In the long term, we hope to be able to repair or completely regenerate
damaged kidneys using stem cells.
What is a stem cell and what might we be able to
do with them?
A stem cell is a cell which has the ability to not only replicate
itself many times, but can also generate daughter cells which turn
into other more specialised cell types. Our bodies contain many stem
cells and without stem cells we would not be able to live day to day.
While very rare, there are stem cells in our bone marrow continually
making new red and white blood cells; stem cells in our skin constantly
replacing the surface of our bodies; stem cells in the liver that
can respond to liver damage; and stem cells in our intestine turning
over the lining of our guts. These adult stem cells persist throughout
our lives but are limited in the types of specialised cells they can
turn into. For example, a stem cell in the crypt of your gut can only
turn into epithelial cells of the gut, while dermal stem cells can
only replace skin. Such stem cells are referred to as multipotent.
In constrast, during development there exist stem cells with an ability
to turn into any cell type. Embryonic stem cells are referred to as
'pluripotent'. One type of embryonic cell type that is pluripotent
is the cells of the inner cell mass of the embryo before it implants
into the uterus wall and begins its life as a fetus. Cells harvested
from this timepoint are referred to as embryonic stem cells and it
is these cells that researchers are hoping may be able to be used
to repair or regenerate damaged organs. The advantage of these cells
is the wide variety of cell types that can be made from these cells
and the ability to grow them up to very large numbers in culture for
delivery to the patient. However, it is not legal to use the cells
of the patient to derive new embryonic stem cells - the process called
therapeutic cloning - and therefore a therapy using ES cell lines
would require careful matching and immunosuppression.

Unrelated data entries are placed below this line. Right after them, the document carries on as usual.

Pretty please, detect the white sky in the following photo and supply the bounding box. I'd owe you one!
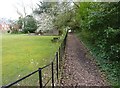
[0,0,40,19]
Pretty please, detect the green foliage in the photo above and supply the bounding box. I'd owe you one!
[76,2,120,86]
[0,34,60,86]
[23,15,37,33]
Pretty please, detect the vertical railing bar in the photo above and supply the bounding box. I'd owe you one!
[38,68,42,88]
[56,52,58,80]
[59,46,61,69]
[52,62,54,88]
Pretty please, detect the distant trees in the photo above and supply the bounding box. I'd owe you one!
[75,2,120,61]
[23,15,38,33]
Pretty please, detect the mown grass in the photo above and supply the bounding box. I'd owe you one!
[2,34,60,86]
[76,32,120,88]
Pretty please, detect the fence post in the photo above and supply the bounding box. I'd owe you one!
[38,68,42,88]
[52,62,54,88]
[56,52,58,80]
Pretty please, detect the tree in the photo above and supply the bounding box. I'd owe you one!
[23,15,38,33]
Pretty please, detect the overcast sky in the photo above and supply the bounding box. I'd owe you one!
[0,0,40,19]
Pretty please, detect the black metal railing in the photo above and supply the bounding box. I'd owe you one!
[2,32,68,88]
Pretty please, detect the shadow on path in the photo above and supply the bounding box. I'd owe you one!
[61,34,107,86]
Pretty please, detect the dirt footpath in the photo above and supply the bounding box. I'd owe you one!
[61,34,107,86]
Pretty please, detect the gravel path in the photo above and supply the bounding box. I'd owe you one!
[61,34,107,86]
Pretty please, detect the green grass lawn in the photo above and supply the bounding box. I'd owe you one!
[2,34,60,85]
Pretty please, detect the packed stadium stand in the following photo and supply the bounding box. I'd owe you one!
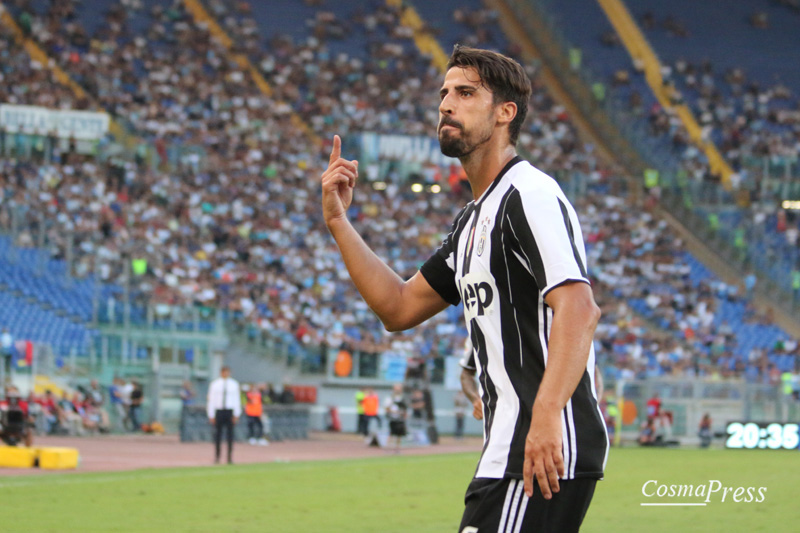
[0,0,798,412]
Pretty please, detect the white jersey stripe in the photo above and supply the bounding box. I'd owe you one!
[566,398,578,479]
[504,479,524,533]
[497,479,517,533]
[513,493,528,533]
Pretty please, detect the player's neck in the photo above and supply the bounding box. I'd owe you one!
[460,144,517,200]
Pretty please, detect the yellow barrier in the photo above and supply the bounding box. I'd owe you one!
[0,446,37,468]
[597,0,733,186]
[0,446,80,470]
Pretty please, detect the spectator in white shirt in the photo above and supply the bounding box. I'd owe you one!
[206,366,242,464]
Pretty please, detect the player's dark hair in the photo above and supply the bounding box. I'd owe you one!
[447,44,531,146]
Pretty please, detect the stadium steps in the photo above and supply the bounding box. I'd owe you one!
[183,0,322,147]
[486,0,649,185]
[386,0,449,73]
[0,2,139,149]
[598,0,733,184]
[225,334,306,385]
[657,207,800,337]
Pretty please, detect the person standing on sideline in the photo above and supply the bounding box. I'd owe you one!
[362,388,381,444]
[356,387,368,437]
[244,383,269,446]
[386,383,408,453]
[206,365,242,464]
[321,46,608,532]
[128,379,144,432]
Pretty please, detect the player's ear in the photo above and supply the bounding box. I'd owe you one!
[497,102,517,124]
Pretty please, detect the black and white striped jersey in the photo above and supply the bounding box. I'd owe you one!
[420,157,608,479]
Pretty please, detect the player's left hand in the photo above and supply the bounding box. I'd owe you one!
[522,405,564,500]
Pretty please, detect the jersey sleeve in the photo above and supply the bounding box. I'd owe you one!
[419,233,461,305]
[506,185,589,296]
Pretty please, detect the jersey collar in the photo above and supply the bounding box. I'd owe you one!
[475,155,522,205]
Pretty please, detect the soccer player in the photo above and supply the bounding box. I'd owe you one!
[322,46,608,532]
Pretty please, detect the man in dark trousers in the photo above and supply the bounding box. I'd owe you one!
[206,366,242,464]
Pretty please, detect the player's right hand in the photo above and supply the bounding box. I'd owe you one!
[322,135,358,226]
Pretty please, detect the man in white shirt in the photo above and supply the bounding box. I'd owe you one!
[206,366,242,464]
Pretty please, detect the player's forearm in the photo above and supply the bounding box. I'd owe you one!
[533,302,600,412]
[328,218,404,330]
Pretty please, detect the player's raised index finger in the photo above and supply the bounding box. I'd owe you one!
[328,135,342,165]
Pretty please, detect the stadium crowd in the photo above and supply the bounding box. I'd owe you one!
[0,0,797,384]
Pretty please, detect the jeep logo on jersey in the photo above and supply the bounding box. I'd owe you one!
[461,276,494,320]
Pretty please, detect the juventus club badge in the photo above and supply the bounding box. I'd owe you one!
[477,217,489,256]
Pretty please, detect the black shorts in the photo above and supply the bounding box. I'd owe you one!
[458,478,597,533]
[389,420,406,437]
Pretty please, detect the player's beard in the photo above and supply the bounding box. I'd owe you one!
[439,117,494,159]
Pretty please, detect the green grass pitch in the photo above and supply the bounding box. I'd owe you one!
[0,448,800,533]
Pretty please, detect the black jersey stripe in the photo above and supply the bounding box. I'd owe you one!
[558,198,588,278]
[506,189,547,288]
[470,320,497,467]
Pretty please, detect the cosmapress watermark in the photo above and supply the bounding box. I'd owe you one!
[640,479,767,507]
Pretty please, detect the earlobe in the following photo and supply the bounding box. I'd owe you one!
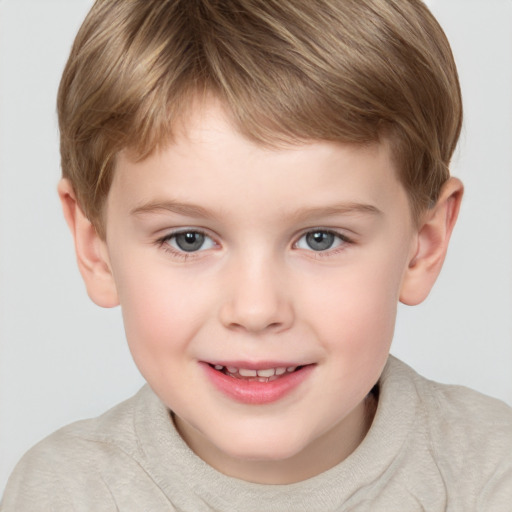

It has been stated that 'adult' stem cells, while very rare and often
not easily identified or isolated, will be a better alternative given
that they could be harvested from the patient requiring treatment.
There is also evidence that the number and variety of cell types that
an adult stem cell can become may be greater than originally thought,
suggesting that we may be able to harvest more readily accessible
adult stem cells and turn them into the cell type we need replaced.
Each of these alternatives has advantages and disadvantages. To date,
it is not possible to say which of these approaches is going to be
feasible.
What sort of stem cells will be used by Nephrogenix for the treatment
of kidney disease?
Researchers at Nephrogenix will be investigating both embryonic and
adult stem cells for use in cellular therapy. We believe that it is
not yet possible to be confident that one or other approach will be
successful, and hence both need to be researched. Our current studies
using embryonic stem (ES) cells employ ES cell lines approved for
use by the National Institutes of Health, USA. None of these cell
lines can be used for the treatment of humans. They are purely research
tools to evaluate the feasibilty of the approach.
Nephrogenix does not intend to derive new ES cell lines, nor do we
advocate the use of therapeutic cloning.
Should we be using embryonic stem cells to develop cures for diseases?
Some groups are opposed to the derivation of embryonic stem cell lines
from discarded embryos originally harvested for in vitro fertilisation.
Recent surveys of the Australia population conducted for Biotechnology
Australia found that 82% of the population support stem cell science
but, perhaps unrealistically, expect it to improve our way of life
in the next five to ten years. In addition, three quarters of Australians
(73%) agree that 'Embryonic stem cells left over from IVF treatments
should be made available for research purposes'.
The ES cell research being performed by scientists within the Renal
Regeneration Consortium is being performed in accordance with national
and international ethical guidelines.